Runs PeakSeq scoring pipeline for ChipSeq data.

Usage:  pipeline.py [-f] [-p] [-h] [-s] [-a] [-m &lt;email address&gt;] 
[-l &lt;directory&gt;] [-n &lt;run_name&gt;] [-c &lt;peakcaller&gt;] &lt;control_config_file&gt;
 [&lt;sample_config_file&gt;]

Arguments:
	-c, --peakcaller &lt;peakcaller&gt;
	specify the peakcaller to be used.  Current options are peakseq, macs, 
	macs2, spp. Defaults to macs2.
	
	-a, --no_archive
	does not archive the control and sample results.  
	
	-f, --force
	forces running of pipeline, even if results already exist
	
	-p, --print
	prints the job commands, but does not dispatch them to the cluster
	
	-d, --no_duplicates
	runs cross correlation analysis assuming duplicated reads have
	already been filtered out of the mapped reads.  Uncommon, so
	defaults to false.
	
	-h, --help
	displays this usage information and exits
	
	-l &lt;directory&gt;, --log &lt;directory&gt;
	log directory, current working directory if not specified
	
	-n &lt;run_name&gt;, --name &lt;run_name&gt;
	name for the pipeline run
	
	-m &lt;email_address&gt;, --mail &lt;email_address&gt;
	email address to send summary and result location
	
	-s, --snap
	make a call to the SNAP LIMS after completion
	
	--filtchr &lt;chromosome&gt;
	SPP option to ignore a chromosome during analysis.  Used to fix bug that 
	chrs with low read counts causes SPP to fail. 
	
	--rmdups
	Filter out all duplicate reads in sample read files before peakcalling.  Use
	when PCR amplification errors are present.  (i.e., PBC value is low)
	
	&lt;control_config_file&gt;
	(required) configuration file for the experiment's control
	
	&lt;sample_config_file&gt;
	configuration file for the sample replicates in the experiment.  Optional, 
	but in most cases this is specified.

Parameters

Parameters given to external dependencies. Provided for reference only. Most options will not need to be changed.

MACS

macs14 -t [sample_eland_file] -c [control_eland_file] -n [name] -g [genome_size] -w -p 1e-2 --nomodel --shiftsize=[frag_size]

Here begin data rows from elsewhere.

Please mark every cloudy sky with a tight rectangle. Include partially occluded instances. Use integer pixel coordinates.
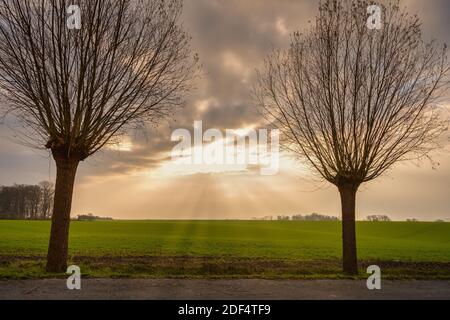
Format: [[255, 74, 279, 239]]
[[0, 0, 450, 221]]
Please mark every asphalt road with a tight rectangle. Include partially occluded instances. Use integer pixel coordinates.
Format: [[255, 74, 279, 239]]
[[0, 279, 450, 300]]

sample and control eland files are pre-filtered for uniquely mapping reads with no more than 2 mismatches
frag_size is determined from the cross-correlation analysis (take frag_length / 2 from that)

MACS2

macs2 callpeak -t [sample_eland_file] -c [control_eland_file] -f ELAND -n [name] -g [genome_size] -B -p 0.1 --to-large --nomodel 
--shiftsize=[frag_size]

sample and control eland files are pre-filtered for uniquely mapping reads with no more than 2 mismatches
frag_size is determined from the cross-correlation analysis (take frag_length / 2 from that)

SPP

Rscript run_spp.R -rf -c=[sample_tagAlign_file] -i=[control_tagAlign_file] -npeak=300000 -odir=[results_directory] -savr -savp 
-x=-500:50 -out=[output_statistics_file]

Optionally, can specify -filtchr flag to filter out reads from specified chromosome
sample and control tagAlign files are pre-filtered for uniquely mapping reads with no more than 2 mismatches

PeakSeq

Peak-Seq_v1.02 [sample_eland_file] [control_eland_file] [output_sgr_file] [output_hits_file] [bin_size] [mappability_file]

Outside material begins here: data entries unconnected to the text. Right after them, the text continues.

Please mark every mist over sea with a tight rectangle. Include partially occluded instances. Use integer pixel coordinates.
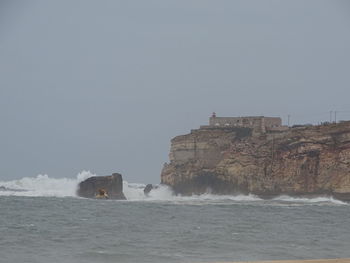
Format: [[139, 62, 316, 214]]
[[0, 171, 350, 263]]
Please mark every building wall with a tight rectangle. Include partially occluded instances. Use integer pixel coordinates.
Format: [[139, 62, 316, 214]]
[[209, 116, 282, 133]]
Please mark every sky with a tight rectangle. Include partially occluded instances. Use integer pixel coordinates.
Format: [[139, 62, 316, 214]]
[[0, 0, 350, 183]]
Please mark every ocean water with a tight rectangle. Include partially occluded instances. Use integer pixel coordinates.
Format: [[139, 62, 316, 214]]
[[0, 172, 350, 263]]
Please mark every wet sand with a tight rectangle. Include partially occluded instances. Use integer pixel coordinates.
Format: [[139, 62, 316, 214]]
[[213, 258, 350, 263]]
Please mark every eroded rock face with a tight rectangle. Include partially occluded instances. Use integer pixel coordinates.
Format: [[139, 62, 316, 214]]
[[161, 122, 350, 200], [143, 184, 153, 195], [77, 173, 126, 200]]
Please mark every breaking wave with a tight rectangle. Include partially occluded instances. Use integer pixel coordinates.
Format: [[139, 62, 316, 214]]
[[0, 171, 349, 205]]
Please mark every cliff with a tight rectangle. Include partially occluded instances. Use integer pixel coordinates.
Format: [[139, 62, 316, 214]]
[[161, 122, 350, 200]]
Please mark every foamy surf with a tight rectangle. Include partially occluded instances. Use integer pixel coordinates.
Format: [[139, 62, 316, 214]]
[[0, 171, 349, 205]]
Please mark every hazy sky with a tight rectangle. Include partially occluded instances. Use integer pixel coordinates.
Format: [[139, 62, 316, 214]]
[[0, 0, 350, 183]]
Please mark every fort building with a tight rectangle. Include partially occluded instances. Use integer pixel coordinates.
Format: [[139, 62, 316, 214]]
[[201, 112, 288, 133]]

bin_size is defaulted to 10000
mappability_file is precomputed file describing how uniquely mappable each region of the genome is

IDR

Rscript batch-consistency-analysis.r [narrowPeak_rep_a] [narrowPeak_rep_b] -1 [output_file] 0 F [ranking_measure]

ranking_measure is specific to each peakcaller:
- PeakSeq = q.value
- SPP = signal.value
- MACS = p.value
- MACS2 = p.value

Cross-Correlation

Rscript run_spp.R -rf -c=[sample_tagAlign_file] -savp -x=-50:40 -out=[output_file]

Optionally, can specify -filtchr flag to filter out reads from specified chromosome
sample tagAlign file is pre-filtered for uniquely mapping reads with no more than 2 mismatches

Results

All of the scoring results will be put into the specified results directory. That directory will also be archived and the archive deposited in the specified global archive directory.

Description of Result Files

[RunName]_conservative_narrowPeak.bed

Conservatively IDR thresholded list of peaks in narrowPeak format.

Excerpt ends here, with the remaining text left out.